Unfortunately, the history of semi-synthetic and synthetic opioids has been one of 'well this new one is not addictive!' starting with Morphine, then Heroin, and so and so on; then in more recent history it was the weaker synthetic opioids are not addictive (Propoxyphene); then partial agonists (Pentazocine) are not addictive; then potent partial agonists used to treat addiction (Buprenorphine) are not addictive; etc. Tramadol is not a typical opioid, and has other methods of action (like Norepinepherine Reuptake Inhibition), so it was considered less prone to abuse and addiction. Regardless- it is habit forming, causes euphoria, and acts like a typical mu agonist opioid (will cause dependancy and withdrawal syndrome).
If you are without Tramadol and take any other opioid, such as you have been with Hydrocodone, it will alleviate the withdrawal syndrome as long as it is at high enough blood serum levels. But once it starts to be metabolized and discarded by the body, you will re-enter acute withdrawal. Your situation is called
Iatrogenic Addiction:
Iatrogenic Addiction
The potential for ADDICTION or ABUSE influences the licit medical use of many drugs, including OPIOIDS, BENZODIAZEPINES, BARBITURATES, and others. This influence can be evaluated from two perspectives—(1) the risk that addiction or abuse will result from medical treatment of patients with no such prior history, and (2) the possibility that overconcern about this risk leads to inappropriate undertreatment of certain medical conditions. Although these issues can be discussed with reference to any of these drug classes, the opioids are most illuminating and are emphasized below.
The Risk of Addiction or Abuse
Like any other potential adverse outcome of drug therapy, the prevalence of iatrogenic addiction (drug addiction or abuse during medical treatment) must be determined so that the risk can be assessed by both the practitioner and the patient. An accurate understanding of prevalence, in turn, requires the application of clinically relevant definitions of these phenomena. Unfortunately, there has been little effort to define the addiction syndrome as it occurs in patients, and there is abundant evidence that clinicians commonly use definitions that are inappropriate.

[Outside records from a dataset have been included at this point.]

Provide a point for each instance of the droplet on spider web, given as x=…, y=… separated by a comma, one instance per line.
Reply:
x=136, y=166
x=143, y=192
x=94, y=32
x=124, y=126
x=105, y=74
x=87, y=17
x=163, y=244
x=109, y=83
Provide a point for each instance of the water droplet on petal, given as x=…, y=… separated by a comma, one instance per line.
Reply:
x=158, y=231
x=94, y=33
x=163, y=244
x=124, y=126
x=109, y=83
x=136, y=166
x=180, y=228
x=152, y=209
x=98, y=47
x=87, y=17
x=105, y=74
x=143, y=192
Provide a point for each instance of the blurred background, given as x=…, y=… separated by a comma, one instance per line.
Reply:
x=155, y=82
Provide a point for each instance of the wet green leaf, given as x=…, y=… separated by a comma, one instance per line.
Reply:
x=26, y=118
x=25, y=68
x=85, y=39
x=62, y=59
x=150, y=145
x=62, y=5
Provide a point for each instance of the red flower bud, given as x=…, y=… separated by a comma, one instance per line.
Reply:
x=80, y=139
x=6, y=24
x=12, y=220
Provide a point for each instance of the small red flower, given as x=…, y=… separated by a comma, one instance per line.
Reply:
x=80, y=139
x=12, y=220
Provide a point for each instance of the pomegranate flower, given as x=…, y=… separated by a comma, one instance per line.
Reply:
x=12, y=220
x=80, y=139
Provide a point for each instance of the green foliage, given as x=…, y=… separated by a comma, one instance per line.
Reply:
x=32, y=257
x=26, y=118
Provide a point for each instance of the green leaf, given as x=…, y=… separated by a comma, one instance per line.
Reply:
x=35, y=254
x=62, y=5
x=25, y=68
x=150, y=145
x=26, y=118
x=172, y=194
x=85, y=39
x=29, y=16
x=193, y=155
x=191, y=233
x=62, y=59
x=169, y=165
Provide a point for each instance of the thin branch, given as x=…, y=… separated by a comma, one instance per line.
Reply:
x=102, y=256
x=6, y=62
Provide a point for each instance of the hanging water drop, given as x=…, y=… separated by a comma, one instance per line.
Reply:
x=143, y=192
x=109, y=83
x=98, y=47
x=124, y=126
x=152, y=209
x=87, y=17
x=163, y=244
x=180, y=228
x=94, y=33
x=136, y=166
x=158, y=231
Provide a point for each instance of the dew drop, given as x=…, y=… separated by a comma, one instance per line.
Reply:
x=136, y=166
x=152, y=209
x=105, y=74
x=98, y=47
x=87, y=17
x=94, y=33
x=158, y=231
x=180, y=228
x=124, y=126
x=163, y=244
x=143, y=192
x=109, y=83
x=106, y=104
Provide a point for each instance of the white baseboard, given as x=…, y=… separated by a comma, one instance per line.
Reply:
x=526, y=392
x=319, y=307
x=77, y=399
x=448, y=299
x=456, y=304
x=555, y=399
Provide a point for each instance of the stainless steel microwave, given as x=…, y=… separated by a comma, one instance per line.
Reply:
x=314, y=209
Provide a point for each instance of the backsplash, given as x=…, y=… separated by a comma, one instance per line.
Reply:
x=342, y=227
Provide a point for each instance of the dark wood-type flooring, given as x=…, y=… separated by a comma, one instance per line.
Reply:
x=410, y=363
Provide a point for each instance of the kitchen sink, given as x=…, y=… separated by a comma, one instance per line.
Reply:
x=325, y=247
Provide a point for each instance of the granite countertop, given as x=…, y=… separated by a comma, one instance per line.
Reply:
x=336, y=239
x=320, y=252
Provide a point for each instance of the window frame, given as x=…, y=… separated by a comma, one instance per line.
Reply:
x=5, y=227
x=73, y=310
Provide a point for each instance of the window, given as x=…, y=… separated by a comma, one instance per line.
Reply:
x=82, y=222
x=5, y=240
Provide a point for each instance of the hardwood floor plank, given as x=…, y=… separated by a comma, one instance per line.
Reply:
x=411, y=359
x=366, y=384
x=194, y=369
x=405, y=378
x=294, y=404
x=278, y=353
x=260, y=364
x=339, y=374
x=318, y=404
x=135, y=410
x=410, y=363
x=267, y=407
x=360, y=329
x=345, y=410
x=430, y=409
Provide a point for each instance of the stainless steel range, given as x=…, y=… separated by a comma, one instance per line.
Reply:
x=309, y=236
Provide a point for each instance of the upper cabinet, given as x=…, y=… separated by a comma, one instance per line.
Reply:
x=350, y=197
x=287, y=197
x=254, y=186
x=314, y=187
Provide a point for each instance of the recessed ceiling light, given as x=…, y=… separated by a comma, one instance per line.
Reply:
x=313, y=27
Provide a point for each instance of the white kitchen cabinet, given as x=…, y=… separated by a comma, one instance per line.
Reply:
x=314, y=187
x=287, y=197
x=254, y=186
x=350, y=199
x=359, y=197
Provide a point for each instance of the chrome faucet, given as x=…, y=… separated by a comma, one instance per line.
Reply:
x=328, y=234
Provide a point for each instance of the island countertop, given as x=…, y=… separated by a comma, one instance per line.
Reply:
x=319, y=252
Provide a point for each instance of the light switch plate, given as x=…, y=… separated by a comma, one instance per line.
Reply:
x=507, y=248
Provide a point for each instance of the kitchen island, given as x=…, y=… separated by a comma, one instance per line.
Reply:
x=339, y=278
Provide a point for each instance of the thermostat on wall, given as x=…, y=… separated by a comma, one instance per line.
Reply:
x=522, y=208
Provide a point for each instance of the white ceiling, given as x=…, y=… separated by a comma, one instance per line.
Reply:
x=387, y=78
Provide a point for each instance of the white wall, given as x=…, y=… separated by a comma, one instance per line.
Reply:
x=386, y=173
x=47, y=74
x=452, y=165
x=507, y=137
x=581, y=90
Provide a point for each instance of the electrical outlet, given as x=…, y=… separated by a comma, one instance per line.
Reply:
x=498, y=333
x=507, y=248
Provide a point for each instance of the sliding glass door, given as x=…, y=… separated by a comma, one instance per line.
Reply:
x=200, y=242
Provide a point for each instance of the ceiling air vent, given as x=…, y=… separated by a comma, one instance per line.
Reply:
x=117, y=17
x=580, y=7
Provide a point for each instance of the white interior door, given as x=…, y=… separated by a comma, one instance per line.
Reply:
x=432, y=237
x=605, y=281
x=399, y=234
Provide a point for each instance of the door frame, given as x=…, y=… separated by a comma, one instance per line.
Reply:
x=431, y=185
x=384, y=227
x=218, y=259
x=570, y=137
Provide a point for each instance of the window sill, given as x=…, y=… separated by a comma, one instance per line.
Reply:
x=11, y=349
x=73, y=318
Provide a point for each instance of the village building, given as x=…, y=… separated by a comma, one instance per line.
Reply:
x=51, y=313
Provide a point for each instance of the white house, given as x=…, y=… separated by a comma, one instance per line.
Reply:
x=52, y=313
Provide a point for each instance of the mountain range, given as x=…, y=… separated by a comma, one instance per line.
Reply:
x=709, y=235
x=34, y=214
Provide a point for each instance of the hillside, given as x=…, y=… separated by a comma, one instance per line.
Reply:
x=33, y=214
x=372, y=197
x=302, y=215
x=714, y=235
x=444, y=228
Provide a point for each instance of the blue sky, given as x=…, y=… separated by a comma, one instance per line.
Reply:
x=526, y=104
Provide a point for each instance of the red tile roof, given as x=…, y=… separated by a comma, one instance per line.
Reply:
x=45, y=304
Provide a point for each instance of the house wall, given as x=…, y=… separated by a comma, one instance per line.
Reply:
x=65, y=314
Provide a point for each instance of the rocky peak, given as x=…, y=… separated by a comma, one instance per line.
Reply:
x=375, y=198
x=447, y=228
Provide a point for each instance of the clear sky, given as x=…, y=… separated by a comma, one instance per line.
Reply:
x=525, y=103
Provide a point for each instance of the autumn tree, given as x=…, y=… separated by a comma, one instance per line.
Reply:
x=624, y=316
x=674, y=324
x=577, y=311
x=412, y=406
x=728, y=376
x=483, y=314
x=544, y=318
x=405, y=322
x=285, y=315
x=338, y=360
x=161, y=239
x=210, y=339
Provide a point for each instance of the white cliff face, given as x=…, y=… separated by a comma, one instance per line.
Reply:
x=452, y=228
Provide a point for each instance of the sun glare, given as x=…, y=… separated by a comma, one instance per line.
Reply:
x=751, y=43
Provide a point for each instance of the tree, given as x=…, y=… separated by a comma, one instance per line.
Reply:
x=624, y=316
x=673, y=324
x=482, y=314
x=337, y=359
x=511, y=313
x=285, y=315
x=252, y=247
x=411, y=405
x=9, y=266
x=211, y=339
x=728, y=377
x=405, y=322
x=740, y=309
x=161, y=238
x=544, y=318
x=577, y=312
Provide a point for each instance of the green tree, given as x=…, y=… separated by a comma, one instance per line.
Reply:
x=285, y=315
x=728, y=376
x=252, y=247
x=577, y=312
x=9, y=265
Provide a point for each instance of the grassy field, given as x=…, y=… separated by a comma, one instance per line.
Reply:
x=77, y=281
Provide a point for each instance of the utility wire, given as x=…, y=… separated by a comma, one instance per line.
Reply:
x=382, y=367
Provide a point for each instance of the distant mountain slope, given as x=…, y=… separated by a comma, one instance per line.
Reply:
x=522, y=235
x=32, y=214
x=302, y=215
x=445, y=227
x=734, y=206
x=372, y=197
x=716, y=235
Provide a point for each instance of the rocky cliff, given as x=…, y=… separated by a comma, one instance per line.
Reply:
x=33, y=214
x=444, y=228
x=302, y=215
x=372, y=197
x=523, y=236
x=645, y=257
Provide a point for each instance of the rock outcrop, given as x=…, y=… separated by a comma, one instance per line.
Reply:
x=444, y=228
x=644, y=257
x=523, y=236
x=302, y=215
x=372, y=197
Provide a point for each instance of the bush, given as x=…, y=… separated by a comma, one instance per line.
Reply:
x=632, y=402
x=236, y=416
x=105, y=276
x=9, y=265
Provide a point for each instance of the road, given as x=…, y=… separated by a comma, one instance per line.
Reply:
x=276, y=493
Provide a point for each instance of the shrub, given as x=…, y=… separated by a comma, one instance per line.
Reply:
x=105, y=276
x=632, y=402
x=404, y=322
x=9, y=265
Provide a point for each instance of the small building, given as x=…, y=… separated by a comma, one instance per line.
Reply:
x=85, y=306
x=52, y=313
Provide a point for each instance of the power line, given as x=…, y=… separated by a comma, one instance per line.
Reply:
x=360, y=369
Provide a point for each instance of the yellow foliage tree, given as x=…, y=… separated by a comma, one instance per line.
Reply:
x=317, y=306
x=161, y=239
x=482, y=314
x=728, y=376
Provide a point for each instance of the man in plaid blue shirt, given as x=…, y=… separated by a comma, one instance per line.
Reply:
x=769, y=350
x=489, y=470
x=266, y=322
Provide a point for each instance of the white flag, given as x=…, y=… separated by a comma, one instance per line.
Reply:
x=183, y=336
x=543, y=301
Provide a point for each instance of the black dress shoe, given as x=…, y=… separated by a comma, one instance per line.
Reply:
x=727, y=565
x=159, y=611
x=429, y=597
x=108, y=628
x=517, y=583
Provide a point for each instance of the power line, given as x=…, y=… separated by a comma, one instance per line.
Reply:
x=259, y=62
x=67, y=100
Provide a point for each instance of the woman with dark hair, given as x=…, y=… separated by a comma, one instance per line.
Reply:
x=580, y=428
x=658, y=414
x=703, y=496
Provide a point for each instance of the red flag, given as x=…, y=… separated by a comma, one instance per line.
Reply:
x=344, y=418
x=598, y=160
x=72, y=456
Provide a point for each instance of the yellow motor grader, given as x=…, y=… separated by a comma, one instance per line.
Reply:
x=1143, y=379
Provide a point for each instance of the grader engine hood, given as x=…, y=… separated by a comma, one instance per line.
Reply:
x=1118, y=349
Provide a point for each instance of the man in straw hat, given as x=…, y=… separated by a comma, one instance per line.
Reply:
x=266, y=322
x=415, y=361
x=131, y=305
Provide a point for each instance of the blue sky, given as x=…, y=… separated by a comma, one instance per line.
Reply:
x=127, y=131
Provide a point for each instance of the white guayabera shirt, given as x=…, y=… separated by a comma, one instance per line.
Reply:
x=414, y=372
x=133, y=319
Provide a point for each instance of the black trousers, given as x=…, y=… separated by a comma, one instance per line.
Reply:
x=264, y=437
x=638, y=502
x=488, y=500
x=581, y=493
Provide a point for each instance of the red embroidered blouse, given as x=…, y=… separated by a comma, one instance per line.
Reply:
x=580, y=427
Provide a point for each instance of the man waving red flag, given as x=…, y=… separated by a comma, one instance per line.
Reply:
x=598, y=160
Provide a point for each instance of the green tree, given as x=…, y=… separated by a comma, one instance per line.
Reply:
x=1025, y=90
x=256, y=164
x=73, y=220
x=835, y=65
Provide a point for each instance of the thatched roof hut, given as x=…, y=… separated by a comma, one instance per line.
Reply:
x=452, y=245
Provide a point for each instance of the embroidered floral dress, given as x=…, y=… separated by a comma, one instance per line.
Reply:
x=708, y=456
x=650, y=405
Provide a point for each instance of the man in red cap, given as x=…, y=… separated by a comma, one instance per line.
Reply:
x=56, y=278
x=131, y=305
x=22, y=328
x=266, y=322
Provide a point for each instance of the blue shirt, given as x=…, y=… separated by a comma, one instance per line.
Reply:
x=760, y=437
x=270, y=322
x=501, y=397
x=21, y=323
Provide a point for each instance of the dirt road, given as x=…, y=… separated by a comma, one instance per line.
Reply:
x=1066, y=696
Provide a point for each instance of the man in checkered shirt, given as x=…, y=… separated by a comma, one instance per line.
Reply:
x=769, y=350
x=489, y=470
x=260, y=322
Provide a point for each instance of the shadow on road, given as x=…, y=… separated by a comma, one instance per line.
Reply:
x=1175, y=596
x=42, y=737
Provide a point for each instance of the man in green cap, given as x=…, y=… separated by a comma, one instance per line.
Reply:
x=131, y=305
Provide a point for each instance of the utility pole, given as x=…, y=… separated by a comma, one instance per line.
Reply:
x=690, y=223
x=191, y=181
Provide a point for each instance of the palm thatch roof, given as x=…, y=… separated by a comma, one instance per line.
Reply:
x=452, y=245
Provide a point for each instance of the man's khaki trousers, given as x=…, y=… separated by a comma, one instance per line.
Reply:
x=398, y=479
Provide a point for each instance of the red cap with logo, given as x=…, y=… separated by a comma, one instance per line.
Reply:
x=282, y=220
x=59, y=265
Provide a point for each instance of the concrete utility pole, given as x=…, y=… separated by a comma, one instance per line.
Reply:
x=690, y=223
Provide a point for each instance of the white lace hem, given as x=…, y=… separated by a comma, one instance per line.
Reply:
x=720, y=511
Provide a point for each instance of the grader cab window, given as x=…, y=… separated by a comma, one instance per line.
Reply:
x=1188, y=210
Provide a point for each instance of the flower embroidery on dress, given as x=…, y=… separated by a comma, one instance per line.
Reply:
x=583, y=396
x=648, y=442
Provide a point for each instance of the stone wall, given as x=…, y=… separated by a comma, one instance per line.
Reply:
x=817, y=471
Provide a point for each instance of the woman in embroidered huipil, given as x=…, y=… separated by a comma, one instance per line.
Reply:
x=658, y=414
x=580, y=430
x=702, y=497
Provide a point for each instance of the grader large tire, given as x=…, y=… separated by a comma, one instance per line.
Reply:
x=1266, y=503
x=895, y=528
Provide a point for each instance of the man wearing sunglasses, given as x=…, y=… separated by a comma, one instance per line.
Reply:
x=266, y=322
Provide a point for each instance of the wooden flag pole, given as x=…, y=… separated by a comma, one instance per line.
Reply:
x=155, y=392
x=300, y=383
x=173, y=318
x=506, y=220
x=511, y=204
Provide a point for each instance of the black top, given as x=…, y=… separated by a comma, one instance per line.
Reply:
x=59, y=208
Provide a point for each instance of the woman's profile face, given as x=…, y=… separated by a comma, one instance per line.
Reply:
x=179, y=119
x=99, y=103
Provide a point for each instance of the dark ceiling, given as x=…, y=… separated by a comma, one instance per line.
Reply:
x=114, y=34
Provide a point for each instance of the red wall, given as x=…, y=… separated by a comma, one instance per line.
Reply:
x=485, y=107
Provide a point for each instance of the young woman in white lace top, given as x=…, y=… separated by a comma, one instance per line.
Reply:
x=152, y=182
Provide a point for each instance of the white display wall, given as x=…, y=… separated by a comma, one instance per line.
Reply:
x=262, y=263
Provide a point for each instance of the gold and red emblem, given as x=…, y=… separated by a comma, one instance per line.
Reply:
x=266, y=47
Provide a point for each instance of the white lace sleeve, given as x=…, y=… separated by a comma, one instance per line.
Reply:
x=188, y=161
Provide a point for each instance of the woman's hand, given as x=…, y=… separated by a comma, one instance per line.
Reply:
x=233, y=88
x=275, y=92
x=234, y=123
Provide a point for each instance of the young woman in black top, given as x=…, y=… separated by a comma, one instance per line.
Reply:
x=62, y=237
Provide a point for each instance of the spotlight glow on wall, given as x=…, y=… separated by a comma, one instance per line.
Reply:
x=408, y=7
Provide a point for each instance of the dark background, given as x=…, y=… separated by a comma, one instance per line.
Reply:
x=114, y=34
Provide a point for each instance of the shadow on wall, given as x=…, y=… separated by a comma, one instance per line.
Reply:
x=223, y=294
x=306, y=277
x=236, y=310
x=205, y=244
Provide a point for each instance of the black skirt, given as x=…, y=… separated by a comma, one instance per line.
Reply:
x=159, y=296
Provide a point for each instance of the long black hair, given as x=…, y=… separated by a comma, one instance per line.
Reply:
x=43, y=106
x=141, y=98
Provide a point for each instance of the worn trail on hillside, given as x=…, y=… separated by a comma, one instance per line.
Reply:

Your doctors ignorance has lead you into this predicament. Hydroxyzine alone is not a standard or appropriate treatment for opioid withdrawal. The problem is that your pain needs complicate how you can and should go about a detoxification from Tramadol. Have you had any success with non-opioid moderate to severe oral pain medications like Pregabalin (Lyrica), Gabapentin (Neurontin), Ketoralac (Toradol) [also available in injectable formulations], and adjunctive pain meds like Orphenadrine etc?
In the end you need to coordinate with a medical professional. Depending on your health insurance and financial situation, it'd probably be best to seek the advice of a pain management doctor and a substance abuse specialist of some kind. An outpatient but monitored Tramadol taper (i.e. by only dispensing a day or weeks worth at a time, meaning you can only pick up 1, 2 , 3, etc days worth from the pharmacy at a time) or giving your prescription to a trusted family member or friend to dispense on schedule, combined with another regimine for managing your pain without opioids, and possibly traditional outpatient non-opioid detoxification medications (Clonidine, Benzodiazepines, sleeping medications, etc).